August 11, 2010 will mark the 72nd anniversary of the death of my great-great-grandmother, Stella Ophelia Bowling Cunningham. I find her endlessly fascinating, perhaps because I know more about her than I many of my other ancestors. She left behind a diary (pdf), a letter to my great-uncle Alvin Cunningham, and several other letters I haven’t shared on this site.

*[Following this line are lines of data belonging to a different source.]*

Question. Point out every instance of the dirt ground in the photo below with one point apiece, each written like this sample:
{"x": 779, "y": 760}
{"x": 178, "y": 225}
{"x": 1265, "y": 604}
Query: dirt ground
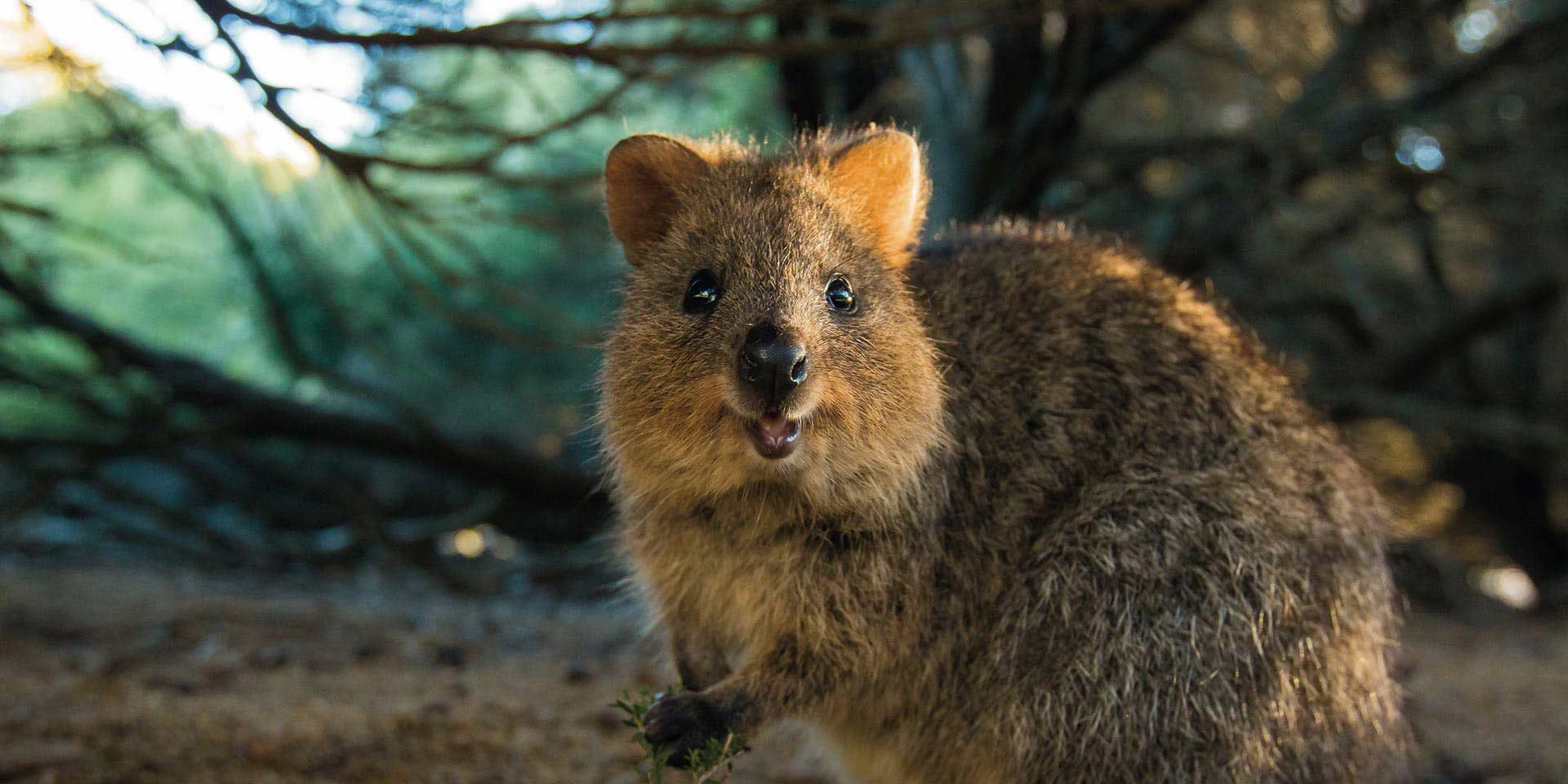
{"x": 140, "y": 676}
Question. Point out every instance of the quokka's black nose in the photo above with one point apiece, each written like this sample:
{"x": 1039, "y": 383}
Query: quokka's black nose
{"x": 772, "y": 364}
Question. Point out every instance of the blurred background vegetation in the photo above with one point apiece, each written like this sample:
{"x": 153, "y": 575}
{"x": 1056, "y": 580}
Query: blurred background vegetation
{"x": 294, "y": 284}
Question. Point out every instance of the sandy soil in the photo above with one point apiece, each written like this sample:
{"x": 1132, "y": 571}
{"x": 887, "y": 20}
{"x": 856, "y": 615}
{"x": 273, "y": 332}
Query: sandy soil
{"x": 136, "y": 676}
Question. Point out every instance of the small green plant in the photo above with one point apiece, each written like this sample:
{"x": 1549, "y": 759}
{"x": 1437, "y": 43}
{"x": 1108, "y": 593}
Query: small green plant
{"x": 710, "y": 764}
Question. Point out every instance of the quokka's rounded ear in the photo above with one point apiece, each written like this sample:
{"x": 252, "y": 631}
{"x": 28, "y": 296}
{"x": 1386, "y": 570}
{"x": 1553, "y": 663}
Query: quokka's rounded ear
{"x": 644, "y": 177}
{"x": 882, "y": 179}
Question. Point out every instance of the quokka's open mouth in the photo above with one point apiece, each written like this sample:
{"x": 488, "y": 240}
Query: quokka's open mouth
{"x": 773, "y": 434}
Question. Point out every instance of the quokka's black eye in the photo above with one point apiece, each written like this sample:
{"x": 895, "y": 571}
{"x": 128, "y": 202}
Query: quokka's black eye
{"x": 840, "y": 295}
{"x": 702, "y": 294}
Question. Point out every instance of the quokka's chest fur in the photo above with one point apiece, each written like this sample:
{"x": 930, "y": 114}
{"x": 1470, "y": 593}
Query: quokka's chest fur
{"x": 746, "y": 588}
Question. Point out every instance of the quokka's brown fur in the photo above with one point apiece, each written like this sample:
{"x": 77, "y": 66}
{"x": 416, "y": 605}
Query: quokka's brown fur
{"x": 1053, "y": 518}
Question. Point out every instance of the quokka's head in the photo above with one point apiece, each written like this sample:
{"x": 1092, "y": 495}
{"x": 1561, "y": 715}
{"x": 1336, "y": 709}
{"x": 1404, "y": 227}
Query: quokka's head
{"x": 768, "y": 334}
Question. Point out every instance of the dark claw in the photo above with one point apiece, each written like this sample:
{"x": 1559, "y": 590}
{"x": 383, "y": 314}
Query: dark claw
{"x": 683, "y": 724}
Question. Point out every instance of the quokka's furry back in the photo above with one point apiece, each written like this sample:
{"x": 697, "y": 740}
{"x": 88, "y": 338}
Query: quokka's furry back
{"x": 1032, "y": 511}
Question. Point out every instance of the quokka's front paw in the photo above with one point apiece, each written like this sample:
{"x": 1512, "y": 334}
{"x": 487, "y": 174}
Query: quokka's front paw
{"x": 684, "y": 724}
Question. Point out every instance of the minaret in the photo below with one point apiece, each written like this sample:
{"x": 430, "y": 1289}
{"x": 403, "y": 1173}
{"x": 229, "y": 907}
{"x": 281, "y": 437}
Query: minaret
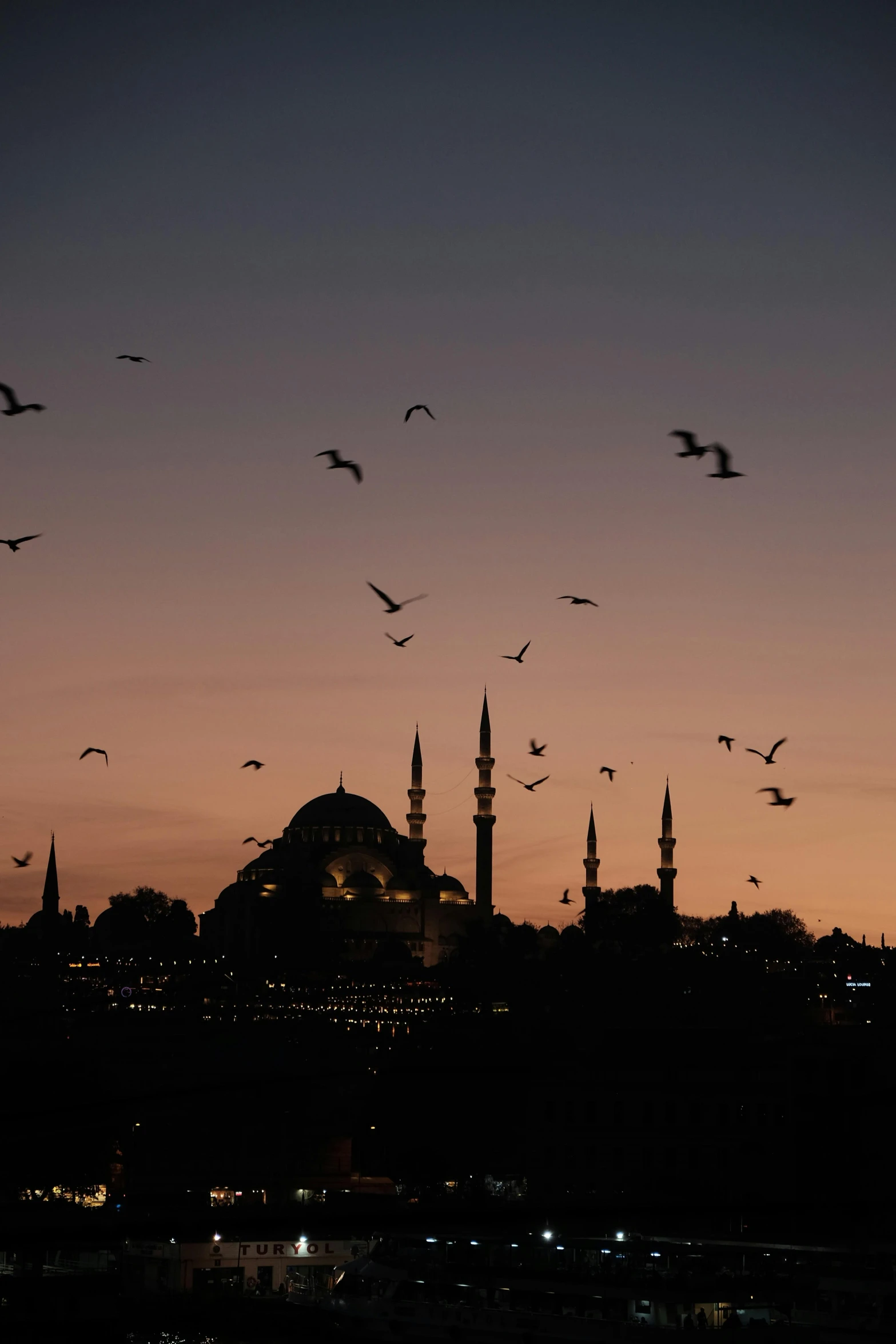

Stella’s father served in the Confederate Army during the Civil War, as did most of my ancestors who were the right age because most of my ancestors lived in the South. If I had relatives in the Union Army, I haven’t discovered them yet. He was captured and sent as a POW to Camp Douglas in Illinois, where he had a conversion experience and became a minister. Stella’s mother was Mary Elizabeth Kennedy. Stella and her mother both played the organ. They came from a musical family. Family legend has it that David Kennedy, Stella’s great-great-grandfather, charmed the secret for making gun locks from the New York factory from which he purchased them for his gunsmithing business by playing the fiddle for the workers. Probably untrue, but a great story.
Stella and her family traveled from Tennessee to Texas in a covered wagon and settled near Dallas, living in Wise County (1880 Census) and perhaps Collin or Denton County, as Stella married in Collin County, and her family lived in Denton when the 1900 Census was taken. She definitely lived in Denton with her husband after her marriage.
Stella was a teacher in a one-room schoolhouse in Texas in the 1880’s and 1890’s. She seemed primarily to be concerned with keeping good order in her classes. She stayed with different families, one of which was the Cunninghams. She married their son Amos in 1894. They had seven children together: Herman Cunningham (my great-grandfather, 1895-1980), Dessie Mary (1897-1992), Lillie Manila (1899-1974), Alfred Morgett (January-April 1901), Velma Helen (1903-1996), Aubrey Bowling (1908-1977), and Nina Varena (1910-1990).
The family moved out the Panhandle region of Texas between 1910 and 1920. Stella lived in Swisher County, where my grandfather was born, and in Armstrong County. Her son Herman would meet his future wife Annie Lola Jennings in the same way that Stella met Amos: she was a teacher and boarded with Stella and Amos.
Stella had been engaged previously to John William Tolleson and Roscoe M. Payne. I actually had some really nice exchanges with descendants of John William Tolleson a few years back. All of us were very interested in the story of our ancestors’ engagement. Stella mentions burning some of Tolleson’s letters with Amos, though she did keep some from Roscoe, which I have copies of and have promised not to share. It looks as though Stella broke off her engagement with Roscoe because she didn’t approve of his business, which sounds like a pool hall.
For a time in the 1930’s, she lived in Rosebud, New Mexico, a town that no longer exists. Stella died in Claude, Armstrong County, Texas.
Perhaps one of the reasons I find her so interesting is that she did leave enough of herself behind in her writing for me to get a sense of her personality. To me, that’s what family history and genealogy are all about: learning about the real people in your family, what they were like, what they did. It saddens me that so many people think it’s a waste of time or that genealogists are only interested in finding famous ancestors.